Racism in the Courts: A Discussion with Judge Milton Tingling

Monday, January 25, 2021

Judge Milton Tingling has a profound and longstanding background serving in the legal system: He’s the son of a judge, clerked for a New York Supreme Court justice, and was a solo practitioner. He was elected to the New York City Civil Court in 1996 and subsequently served as a New York Supreme Court Justice for 13 years. He is currently county clerk for New York County. 

Judge Tingling has witnessed—and experienced firsthand—systemic racism and bias in the court system. While his view is that things have improved, there is still much work to be done.

The judge shared his insights in a conversation with Morgan Lewis partner Richard Taffet, with whom he works at the Greater Harlem Chamber of Commerce, where Judge Tingling is a director.

What was your first encounter with racism in the court system?

After graduating Brown University in 1975, I went back to New York to help my father—with whom I share a name—run for a judgeship. I then went on to graduate from the North Carolina Central University School of Law in 1982.

On my first day of clerking for a judge, I arrived at the administrative offices to complete my paperwork in the court building and gave them my name. The woman behind the counter, assuming I was only there because of my father and not my merits, told me “this is nepotism.”

Day two brought on another encounter. Wearing a new suit, I walked into the courtroom and took a seat in the front row, which was reserved for lawyers. I was approached by the court officers, who told me that I was to sit and wait in the gallery.

It was made clear to me how entrenched bias and racism existed within the law.

How did these experiences shape you?

These experiences were something I did not forget and carried with me. Years later, after being assigned to the bench, I saw similar interactions happening on my first day. Only this time, I was in a different seat.

They say there are no secrets in the courthouse and court system. Your reputation from day one is known and carries with you. It’s therefore important to be consistent if you are to be respected.

This new day one—as a judge—afforded me the opportunity to inform the court officers that what I was seeing would not, could not, and is not the policy or practice of my courtroom.

If you wonder how this was originally received? Not incredibly well. However, it was something I felt I needed to make clear. And from that day forward, everyone knew how I ran my courtroom.

Recently, the Special Advisor on Equal Justice made findings that the New York court system “is in effect, a second-class system of justice for people of color,” there is long-simmering racial tension and intolerance with the court officer community, and there is a need for bias training for judicial and non-judicial personnel, as well as jurors. What are your thoughts on this?

While many positive steps have been taken over the years, including this report from the Special Advisor, tensions remain. For me, this is especially rooted in my experiences in civil and criminal court. It was there where I more often was dealing with a population of people of color.

Bias training for those in the court system is a good step, but what is more important is addressing the issue of accountability. Over the course of my time in the court system, there have not been persons appointed within the system itself to positions of responsibility to make the necessary changes.

There needs to be someone to step in to say this cannot happen. Then we need to make sure to address the questions of where is the budget for this person, where are the personnel to assist in these efforts, and is there ongoing support for this person or office of accountability. Bias training cannot just be the flavor of the month.

For lawyers who are coming up through the system, and for those working with them, what advice would you give?

I am a firm believer in education. My daughter—who like me and my father before now sits on the bench as a judge—discussed with me how firsthand education and experience are paramount. Lawyers of color need to be able to sit in on the meetings with clients, hearing the discussions and questions asked. These lawyers need to be able to go into court and watch the interactions with judges and clients, and then be able to sit as a second chair when they are ready. This needs to be happening more than what I saw during my time on the bench.

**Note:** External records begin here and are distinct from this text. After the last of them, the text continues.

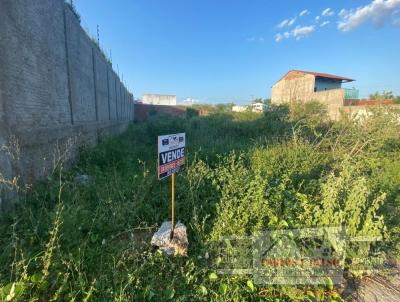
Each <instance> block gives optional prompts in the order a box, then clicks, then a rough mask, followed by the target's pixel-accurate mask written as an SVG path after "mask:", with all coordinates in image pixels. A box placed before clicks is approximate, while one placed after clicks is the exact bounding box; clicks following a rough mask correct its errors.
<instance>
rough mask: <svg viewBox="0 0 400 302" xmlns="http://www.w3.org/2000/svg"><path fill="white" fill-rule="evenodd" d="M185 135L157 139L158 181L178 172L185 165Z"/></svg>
mask: <svg viewBox="0 0 400 302" xmlns="http://www.w3.org/2000/svg"><path fill="white" fill-rule="evenodd" d="M185 143H186V137H185V133H178V134H169V135H161V136H159V137H158V179H162V178H165V177H167V176H170V175H171V174H173V173H176V172H178V171H179V170H180V169H181V167H183V166H184V165H185Z"/></svg>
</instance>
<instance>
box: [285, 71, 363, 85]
mask: <svg viewBox="0 0 400 302" xmlns="http://www.w3.org/2000/svg"><path fill="white" fill-rule="evenodd" d="M290 71H296V72H302V73H307V74H311V75H313V76H316V77H321V78H328V79H334V80H340V81H343V82H353V81H355V80H354V79H350V78H346V77H342V76H337V75H334V74H329V73H322V72H314V71H304V70H290ZM290 71H289V72H290ZM289 72H288V73H289Z"/></svg>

This world is rapidly changing—just think of all the things that have happened in the last year. And while we need to keep up with these developments, I believe it is so important to understand legal history. What I mean is that it’s important to know about the legal history of discrimination in this country. The lessons of Shelby v. Holder and Brown v. Board of Education should be taught, as should understanding the Voting Rights Act and what redlining is. I think it’s imperative to truly know and understand that criminal justice reform is more than a talking point and includes bail reform, ending solitary confinement, and no-cash bail.

Thank you, judge, for your time. Any closing thoughts?

I am hopeful for the future, but a lingering fear is that people forget all that has happened and is happening, and go back to being comfortable.

If we don’t forget, and we keep focused on change, there will be continued recognition and ultimate follow-up and accountability.

Every single one of you can make a difference. It can be small or large. Every journey starts with the first step.